Dès lors, elle ne peut se prévaloir de désordres dont elle a elle-même empêché la réparation.
Par ailleurs, les constatations des services municipaux ne caractérisent pas une indécence du logement mais uniquement des désordres ponctuels, en partie imputables au défaut d’entretien du locataire.
Il n’est pas établi que le logement ait été impropre à sa destination, celui-ci ayant été occupé de manière continue pendant plusieurs années.
Ainsi, Mme [T] [P] ne rapporte pas la preuve d’un manquement des bailleurs à leur obligation de délivrance.
Elle ne peut dès lors utilement invoquer l’exception d’inexécution pour se soustraire au paiement du loyer.
Le jugement sera confirmé en ce qu’il a constaté l’acquisition de la clause résolutoire, et condamné Mme [T] [P] au paiement de l’arriéré locatif.
La demande d’expulsion est désormais devenue sans objet, Madame [T] [P] ayant quitté les lieux de son chef le 28 mai 2024.
Sur les demandes de dommages et intérêts,
Aux termes de l’article 564 du code de procédure civile, les parties ne peuvent soumettre à la cour de nouvelles prétentions.
Cependant, en application de l’article 566 du même code, les demandes qui se rattachent aux prétentions initiales par un lien suffisant sont recevables.
Les demandes indemnitaires formées par Mme [T] [P], bien que nouvelles, se rattachent à sa défense relative à la prétendue non-conformité du logement et sont donc recevables.

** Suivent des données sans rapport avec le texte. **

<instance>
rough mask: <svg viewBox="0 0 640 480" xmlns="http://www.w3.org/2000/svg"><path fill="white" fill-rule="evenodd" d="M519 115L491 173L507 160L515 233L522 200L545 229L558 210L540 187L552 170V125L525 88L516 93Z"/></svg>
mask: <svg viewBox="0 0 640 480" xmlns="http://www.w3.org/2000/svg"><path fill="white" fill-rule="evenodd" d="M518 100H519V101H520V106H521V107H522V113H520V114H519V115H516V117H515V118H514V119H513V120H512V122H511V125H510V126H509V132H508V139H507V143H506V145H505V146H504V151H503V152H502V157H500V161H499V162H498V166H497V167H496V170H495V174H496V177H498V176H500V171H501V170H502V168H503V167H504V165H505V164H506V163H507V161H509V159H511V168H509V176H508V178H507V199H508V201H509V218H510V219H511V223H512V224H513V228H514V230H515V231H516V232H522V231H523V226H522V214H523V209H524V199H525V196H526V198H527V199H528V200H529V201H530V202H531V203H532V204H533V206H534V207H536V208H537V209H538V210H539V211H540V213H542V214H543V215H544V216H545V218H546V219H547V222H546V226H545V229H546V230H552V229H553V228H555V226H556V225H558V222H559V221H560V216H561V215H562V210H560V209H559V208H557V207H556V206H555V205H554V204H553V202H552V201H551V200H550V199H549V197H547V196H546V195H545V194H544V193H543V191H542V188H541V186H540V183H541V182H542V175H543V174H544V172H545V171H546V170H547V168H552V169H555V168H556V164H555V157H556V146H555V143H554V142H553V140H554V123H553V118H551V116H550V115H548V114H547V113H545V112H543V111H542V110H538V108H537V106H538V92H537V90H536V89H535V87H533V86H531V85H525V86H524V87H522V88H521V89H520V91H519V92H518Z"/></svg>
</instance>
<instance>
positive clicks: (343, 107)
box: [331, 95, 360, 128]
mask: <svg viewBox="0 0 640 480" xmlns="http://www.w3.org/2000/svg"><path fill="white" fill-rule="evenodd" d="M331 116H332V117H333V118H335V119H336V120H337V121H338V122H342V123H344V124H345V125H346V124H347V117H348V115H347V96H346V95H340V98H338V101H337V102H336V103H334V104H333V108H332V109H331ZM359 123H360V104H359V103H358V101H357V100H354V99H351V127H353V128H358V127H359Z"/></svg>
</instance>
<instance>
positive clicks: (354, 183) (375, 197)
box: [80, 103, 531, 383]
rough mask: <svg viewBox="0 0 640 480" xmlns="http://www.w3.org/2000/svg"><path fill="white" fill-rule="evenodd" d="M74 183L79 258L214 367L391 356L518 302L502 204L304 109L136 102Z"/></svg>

Toutefois, aucune faute des bailleurs n’étant établie et Mme [T] [P] ayant elle-même contribué aux désordres allégués, notamment en empêchant l’exécution des travaux, elle ne peut prétendre à une indemnisation.
Il y a donc lieu, ajoutant au jugement, de la débouter de l’ensemble de ses demandes de dommages et intérêts.
Sur les dépens et l’article 700 du code de procédure civile,
Mme [T] [P] succombant en son appel, elle sera condamnée aux dépens d’appel
.
Il y a lieu de la condamner à payer aux intimés la somme de 2 200 euros au titre de l’article 700 du code de procédure civile.
PAR CES MOTIFS
La cour,
Statuant publiquement, contradictoirement et par mise à disposition au greffe,
Confirme en toutes ses dispositions le jugement rendu le 8 janvier 2024 par le juge des contentieux de la protection du tribunal de proximité de Lagny-sur-Marne ;
Y ajoutant,
Déclare recevables les demandes indemnitaires formées par Mme [T] [P] ;
Déboute Mme [T] [P] de l’ensemble de ses demandes de dommages et intérêts ;
Condamne Mme [T] [P] à payer à M. [Y] [P] et Mme [U] [B] la somme de 2 200 euros au titre de l’article 700 du code de procédure civile ;
Condamne Mme [T] [P] aux dépens d’appel dont distraction au profit de Maître Tamegnon Hazoume, avocat, conformément à l’article 699 du code de procédure civile.